First, we want to fit encounter rate and detection function separately in each strata. This is easily performed by splitting the data by region and using ds on each subset. The commands below do this for the southern region (note, there are alternative ways to select a subset of data).

# Create dataset for South 
minke.S <- minke[minke$Region.Label=="South", ]
# Fit df to south
minke.df.S.strat <- ds(minke.S, key="hr", adjustment=NULL, truncation=minke.trunc)
summary(minke.df.S.strat)

Make a note of the AIC. Perform a similar commands to obtain estimates for the northern region. What is the total AIC?

Also make a note of the abundance in each region. What is the total abundance in the study region?

Fitting a pooled detection function

We want to compare the total AIC found previously with the AIC from fitting a detection function to all data combined. This is easy to obtain:

minke.df.all <- ds(minke, truncation=minke.trunc, key="hr", adjustment=NULL)
summary(minke.df.all)

Given the AIC value for the detection function from the pooled data, would you fit a separate detection function in each strata or not?

Stratification options using `dht2`

The command summary(minke.df.all) will provide the abundance estimates for each region and the total and for this simple example, this is sufficient. However, if we want to consider different stratification options, then the dht2 function is useful.

After fitting a detection function, the dht2 function, allows abundance estimates to be computed over some specified regions. In the command below, the pooled detection function is used to obtain estimates in each strata and over all (like the summary function previously used).

dht2(ddf=minke.df.all, flatfile=minke, strat_formula=~Region.Label, stratification="geographical")

The arguments are:

ddf
- the detection function (fitted by ds)
flatfile
- the data object containing all the necessary information
  - Data is referred to as being in a flatfile format if it contains information on region, transects and observations.

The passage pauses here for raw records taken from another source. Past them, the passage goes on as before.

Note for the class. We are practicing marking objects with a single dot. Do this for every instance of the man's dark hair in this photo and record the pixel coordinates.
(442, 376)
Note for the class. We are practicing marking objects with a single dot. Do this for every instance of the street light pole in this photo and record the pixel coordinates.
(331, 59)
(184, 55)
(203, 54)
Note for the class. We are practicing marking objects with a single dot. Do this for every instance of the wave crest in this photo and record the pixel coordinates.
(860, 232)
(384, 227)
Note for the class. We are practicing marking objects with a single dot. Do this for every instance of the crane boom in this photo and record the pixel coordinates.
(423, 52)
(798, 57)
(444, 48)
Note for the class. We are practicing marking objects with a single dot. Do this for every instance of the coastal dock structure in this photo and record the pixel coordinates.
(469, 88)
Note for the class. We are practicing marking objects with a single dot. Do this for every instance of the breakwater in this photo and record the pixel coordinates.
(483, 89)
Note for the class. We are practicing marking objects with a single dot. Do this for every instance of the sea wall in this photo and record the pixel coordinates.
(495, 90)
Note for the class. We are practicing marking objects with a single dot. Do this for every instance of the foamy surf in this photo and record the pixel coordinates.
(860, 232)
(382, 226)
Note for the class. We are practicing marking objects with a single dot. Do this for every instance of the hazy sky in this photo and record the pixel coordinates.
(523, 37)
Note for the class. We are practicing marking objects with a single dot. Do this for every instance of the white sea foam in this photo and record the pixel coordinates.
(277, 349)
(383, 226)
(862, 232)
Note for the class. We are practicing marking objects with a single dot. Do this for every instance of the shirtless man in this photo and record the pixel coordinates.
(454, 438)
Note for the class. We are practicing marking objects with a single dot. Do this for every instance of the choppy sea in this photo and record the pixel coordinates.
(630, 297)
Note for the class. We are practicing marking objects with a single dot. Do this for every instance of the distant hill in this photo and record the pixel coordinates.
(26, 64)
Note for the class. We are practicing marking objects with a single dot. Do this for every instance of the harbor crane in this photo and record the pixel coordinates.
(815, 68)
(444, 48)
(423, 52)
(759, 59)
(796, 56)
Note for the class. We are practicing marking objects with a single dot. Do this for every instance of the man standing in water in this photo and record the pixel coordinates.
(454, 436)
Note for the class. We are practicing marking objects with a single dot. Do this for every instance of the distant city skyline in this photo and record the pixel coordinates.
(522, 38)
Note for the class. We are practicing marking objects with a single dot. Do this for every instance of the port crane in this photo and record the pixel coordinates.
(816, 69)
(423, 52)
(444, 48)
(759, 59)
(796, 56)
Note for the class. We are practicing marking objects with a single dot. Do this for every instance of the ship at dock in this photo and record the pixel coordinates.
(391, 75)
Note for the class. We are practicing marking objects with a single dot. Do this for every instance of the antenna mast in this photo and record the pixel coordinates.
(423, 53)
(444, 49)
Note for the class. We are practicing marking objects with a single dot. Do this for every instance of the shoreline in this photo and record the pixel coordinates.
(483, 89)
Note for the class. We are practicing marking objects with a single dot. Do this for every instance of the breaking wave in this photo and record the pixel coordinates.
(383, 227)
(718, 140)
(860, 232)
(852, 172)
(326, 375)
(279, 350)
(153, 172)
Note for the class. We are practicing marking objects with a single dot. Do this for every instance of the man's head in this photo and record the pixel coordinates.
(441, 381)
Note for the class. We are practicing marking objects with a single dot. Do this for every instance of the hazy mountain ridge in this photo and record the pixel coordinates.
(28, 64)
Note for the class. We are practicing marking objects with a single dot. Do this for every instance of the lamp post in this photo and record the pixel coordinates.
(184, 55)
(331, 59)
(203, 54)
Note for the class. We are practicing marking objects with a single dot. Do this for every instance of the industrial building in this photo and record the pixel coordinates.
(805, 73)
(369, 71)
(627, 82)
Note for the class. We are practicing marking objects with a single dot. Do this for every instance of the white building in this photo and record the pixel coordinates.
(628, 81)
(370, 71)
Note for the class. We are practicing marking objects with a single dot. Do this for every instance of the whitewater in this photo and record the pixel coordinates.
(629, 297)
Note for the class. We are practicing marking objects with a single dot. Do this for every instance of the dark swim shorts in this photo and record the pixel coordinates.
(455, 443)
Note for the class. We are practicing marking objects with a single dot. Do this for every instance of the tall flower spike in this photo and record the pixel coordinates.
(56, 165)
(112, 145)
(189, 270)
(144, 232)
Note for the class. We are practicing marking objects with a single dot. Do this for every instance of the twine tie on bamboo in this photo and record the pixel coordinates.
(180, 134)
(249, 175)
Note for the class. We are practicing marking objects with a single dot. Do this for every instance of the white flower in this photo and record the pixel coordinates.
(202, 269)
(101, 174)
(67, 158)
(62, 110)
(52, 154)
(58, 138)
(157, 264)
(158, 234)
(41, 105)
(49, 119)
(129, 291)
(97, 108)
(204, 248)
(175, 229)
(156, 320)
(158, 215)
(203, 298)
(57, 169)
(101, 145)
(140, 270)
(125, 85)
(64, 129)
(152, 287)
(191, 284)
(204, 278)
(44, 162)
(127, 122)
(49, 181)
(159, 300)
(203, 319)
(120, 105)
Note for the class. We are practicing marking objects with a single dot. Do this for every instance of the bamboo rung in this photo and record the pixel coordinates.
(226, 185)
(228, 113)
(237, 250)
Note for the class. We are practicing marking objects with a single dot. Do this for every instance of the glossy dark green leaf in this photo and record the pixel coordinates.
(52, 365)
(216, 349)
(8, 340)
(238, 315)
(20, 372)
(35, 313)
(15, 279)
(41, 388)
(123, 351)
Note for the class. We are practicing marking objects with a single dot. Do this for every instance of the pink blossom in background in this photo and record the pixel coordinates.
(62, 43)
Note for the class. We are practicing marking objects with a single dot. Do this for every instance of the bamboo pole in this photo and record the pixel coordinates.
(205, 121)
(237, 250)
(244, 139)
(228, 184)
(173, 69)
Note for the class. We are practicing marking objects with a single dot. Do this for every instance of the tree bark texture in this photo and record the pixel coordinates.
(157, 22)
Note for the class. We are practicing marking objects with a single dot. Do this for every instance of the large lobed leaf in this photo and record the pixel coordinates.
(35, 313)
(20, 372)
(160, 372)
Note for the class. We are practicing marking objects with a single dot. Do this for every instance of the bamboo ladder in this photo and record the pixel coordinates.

An alternative is to use a hierarchical structure and have region, transect and observation information in separate data files with links between them to ensure that transects are mapped to the relevant region and observations to the relevant transect. We’ve not used the hierarchical structure during this workshop.
strat_formula=~Region.Label
- formula (hence the ~) giving the stratification structure
stratification="geographical"
- in this example, we specify that each strata (specified in strat_formula) represents a geographical region.
convert_units
- getting units conversion correct, same purpose as the convert_units argument in ds. For the minke data all measurements are in the same units, so the argument is not needed in this case.

Make a note the total abundance in the study region.

Failure to respect design during analysis

What happens if we were to ignore the regions and treat the data as though it came from one large study region? This can (dangerously) be done by changing the stratification formula, as shown below.

dht2(ddf=minke.df.all, flatfile=minke, strat_formula=~1, stratification="geographical")

Has this changed the abundance estimate? Of course it has; the question is why has this changed the abundance estimate; which estimate is proper?